At the recovery, chronic and residential centres it is possible to suggest the same criteria as that for the control of the evolution of the hospitalized patients. This could even be applicable in the case of patients treated at home. In these cases the use of such a useful tool would definitely be of great help for the Medical Doctor, who could easily incorporate it to the existing IT Clinical system already used for the care and control of these patients. This would be facilitated considering the fact that it consists of a simple and efficient screening system for the control of undernutrition/trophopathy and the alterations related to it; it is highly possible for this condition to be already present in a vast proportion of the ill or already weak population of advanced age or particularly vulnerable conditions that are affecting their vitality.

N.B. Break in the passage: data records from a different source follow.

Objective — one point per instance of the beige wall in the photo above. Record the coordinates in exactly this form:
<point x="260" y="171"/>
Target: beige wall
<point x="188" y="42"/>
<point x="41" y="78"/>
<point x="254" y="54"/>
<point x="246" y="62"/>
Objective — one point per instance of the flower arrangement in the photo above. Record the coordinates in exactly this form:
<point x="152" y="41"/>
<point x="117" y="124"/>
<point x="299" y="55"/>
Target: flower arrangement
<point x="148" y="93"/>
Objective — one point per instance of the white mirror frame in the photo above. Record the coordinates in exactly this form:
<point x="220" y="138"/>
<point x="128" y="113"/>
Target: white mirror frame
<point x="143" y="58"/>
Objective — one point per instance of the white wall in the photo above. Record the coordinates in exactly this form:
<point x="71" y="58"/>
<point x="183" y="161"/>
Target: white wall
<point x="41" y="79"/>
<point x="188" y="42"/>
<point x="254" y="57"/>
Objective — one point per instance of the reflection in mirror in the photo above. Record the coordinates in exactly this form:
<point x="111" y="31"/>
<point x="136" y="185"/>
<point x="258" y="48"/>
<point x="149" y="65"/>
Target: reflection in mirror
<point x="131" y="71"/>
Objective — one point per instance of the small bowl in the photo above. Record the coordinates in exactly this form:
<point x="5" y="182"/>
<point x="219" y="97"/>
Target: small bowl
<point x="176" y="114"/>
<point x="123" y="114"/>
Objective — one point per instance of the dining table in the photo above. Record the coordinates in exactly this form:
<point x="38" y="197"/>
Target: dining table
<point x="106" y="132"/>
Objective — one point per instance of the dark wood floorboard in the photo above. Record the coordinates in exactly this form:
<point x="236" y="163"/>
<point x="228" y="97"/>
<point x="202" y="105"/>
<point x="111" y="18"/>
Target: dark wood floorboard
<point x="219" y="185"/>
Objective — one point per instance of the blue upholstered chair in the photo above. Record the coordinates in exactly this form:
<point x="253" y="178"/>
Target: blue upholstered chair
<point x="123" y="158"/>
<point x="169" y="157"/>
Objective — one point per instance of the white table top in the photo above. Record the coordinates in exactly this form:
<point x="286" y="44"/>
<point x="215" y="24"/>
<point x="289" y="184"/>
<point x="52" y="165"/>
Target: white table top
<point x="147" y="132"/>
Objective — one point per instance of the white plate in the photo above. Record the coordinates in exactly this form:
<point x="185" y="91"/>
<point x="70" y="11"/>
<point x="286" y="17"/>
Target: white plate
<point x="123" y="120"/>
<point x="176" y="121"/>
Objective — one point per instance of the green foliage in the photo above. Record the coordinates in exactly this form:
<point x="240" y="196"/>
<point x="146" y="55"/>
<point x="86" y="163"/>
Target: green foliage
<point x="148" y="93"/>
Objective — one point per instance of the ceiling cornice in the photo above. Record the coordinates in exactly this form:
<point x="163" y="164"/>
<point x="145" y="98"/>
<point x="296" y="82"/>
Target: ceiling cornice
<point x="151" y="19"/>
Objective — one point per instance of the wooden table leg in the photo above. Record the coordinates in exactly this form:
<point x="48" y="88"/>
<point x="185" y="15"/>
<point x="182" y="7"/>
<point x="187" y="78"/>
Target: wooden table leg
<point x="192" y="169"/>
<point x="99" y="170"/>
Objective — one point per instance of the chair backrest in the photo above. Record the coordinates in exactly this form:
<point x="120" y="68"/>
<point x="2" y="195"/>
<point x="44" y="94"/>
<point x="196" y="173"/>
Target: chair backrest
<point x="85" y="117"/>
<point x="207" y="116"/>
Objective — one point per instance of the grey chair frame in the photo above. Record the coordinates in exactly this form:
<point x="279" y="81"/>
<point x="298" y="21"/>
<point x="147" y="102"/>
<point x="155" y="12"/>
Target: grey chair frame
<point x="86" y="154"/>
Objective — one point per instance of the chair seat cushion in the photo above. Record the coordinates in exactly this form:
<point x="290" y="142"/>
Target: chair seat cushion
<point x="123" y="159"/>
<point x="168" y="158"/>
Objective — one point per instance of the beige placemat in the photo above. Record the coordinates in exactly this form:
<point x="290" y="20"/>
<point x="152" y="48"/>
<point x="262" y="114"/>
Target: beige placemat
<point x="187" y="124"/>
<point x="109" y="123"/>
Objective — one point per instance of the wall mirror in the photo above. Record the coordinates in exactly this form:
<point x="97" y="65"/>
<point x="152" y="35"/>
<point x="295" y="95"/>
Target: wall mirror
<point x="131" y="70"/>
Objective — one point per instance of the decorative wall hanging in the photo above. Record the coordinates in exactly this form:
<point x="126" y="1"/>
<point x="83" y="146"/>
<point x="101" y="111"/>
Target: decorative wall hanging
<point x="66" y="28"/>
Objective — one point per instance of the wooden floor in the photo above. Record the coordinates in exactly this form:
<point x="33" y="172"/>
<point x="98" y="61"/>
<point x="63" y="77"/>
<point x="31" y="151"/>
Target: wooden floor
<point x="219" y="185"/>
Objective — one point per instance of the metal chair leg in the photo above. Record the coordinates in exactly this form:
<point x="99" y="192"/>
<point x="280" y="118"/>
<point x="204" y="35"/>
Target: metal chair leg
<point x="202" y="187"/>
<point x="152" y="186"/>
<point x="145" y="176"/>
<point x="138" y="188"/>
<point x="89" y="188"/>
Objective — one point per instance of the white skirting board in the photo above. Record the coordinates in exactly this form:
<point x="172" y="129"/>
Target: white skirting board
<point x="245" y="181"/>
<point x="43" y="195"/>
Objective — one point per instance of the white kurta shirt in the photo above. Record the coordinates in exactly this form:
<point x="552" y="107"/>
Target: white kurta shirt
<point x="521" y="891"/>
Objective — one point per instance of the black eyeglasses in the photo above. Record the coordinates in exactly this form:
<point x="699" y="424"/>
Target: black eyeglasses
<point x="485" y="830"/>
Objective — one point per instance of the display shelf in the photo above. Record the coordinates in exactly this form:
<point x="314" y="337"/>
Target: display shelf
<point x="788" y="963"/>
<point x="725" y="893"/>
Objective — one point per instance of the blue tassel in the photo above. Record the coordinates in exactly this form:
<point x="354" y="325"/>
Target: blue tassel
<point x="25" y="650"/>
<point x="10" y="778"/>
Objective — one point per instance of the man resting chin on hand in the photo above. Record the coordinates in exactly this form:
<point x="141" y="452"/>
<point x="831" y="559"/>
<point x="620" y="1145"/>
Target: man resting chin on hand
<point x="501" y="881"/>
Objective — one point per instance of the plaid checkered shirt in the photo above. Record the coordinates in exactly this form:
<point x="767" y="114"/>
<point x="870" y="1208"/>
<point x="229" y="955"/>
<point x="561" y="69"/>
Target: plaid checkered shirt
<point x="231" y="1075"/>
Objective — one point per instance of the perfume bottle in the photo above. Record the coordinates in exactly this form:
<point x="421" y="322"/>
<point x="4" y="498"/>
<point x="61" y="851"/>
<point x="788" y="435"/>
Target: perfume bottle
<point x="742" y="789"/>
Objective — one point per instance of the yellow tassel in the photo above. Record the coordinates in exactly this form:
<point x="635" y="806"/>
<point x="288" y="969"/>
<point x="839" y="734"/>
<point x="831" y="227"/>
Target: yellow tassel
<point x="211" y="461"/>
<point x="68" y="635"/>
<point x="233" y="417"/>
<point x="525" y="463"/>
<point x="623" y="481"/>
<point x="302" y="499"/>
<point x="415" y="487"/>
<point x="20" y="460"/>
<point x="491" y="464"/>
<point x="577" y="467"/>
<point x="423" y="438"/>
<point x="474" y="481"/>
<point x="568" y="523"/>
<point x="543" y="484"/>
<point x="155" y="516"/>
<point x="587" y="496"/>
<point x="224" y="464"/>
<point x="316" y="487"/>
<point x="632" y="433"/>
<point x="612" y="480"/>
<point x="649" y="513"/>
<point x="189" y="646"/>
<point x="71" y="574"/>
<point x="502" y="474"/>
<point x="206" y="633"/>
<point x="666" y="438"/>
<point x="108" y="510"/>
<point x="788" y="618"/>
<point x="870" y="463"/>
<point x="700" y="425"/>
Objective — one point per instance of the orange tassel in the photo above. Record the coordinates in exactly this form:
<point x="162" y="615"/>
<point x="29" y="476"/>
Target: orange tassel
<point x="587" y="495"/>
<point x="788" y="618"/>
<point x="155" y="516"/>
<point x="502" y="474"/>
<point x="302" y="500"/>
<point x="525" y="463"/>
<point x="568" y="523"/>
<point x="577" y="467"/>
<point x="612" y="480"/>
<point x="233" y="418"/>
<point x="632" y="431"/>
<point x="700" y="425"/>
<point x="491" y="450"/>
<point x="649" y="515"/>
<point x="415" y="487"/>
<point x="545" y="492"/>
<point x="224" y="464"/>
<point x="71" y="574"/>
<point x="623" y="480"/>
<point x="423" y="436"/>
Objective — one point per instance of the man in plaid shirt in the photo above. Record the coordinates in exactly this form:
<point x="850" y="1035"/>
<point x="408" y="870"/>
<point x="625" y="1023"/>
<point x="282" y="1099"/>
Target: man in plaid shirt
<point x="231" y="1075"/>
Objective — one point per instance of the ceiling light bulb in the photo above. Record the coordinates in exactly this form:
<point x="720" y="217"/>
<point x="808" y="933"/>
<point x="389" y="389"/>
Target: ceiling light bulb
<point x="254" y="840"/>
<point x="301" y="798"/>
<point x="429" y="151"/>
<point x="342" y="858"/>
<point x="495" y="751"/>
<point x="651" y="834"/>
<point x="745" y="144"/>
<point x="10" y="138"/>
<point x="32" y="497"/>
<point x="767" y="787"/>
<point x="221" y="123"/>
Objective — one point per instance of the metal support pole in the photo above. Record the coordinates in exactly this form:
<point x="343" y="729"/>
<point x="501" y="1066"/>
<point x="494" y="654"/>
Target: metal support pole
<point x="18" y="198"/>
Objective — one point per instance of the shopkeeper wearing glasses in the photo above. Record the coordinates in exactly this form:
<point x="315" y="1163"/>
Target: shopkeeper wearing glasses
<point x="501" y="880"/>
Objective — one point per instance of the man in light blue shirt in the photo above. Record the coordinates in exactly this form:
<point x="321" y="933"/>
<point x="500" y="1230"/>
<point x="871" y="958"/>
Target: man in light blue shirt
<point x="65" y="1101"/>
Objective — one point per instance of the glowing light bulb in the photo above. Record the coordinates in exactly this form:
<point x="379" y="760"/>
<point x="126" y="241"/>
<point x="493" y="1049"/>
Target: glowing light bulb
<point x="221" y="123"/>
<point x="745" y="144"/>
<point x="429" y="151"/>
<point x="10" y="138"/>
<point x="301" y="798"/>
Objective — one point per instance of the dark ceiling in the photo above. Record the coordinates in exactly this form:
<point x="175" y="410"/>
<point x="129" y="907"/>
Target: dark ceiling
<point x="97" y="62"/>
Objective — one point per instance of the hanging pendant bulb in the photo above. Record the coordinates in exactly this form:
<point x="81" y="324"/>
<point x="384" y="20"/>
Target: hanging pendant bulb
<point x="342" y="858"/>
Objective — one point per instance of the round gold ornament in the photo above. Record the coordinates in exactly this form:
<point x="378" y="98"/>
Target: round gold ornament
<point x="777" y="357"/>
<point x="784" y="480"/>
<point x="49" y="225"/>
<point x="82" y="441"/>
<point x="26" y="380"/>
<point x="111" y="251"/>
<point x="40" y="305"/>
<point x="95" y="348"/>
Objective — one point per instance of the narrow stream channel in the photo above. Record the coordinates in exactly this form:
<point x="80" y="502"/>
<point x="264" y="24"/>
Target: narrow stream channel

In order to guarantee a good control of the clinical course in these cases, with the use of an automated screening system and unless any clinical changes may appear, there is no need (in the absence of an alert) to insist on the usual protocols which are intended for a full nutritional assessment (FNA).

The ageing process

Ageing is an issue that we consider requires special discussion in our field of interest, as it is clearly a rising demographic problem nowadays.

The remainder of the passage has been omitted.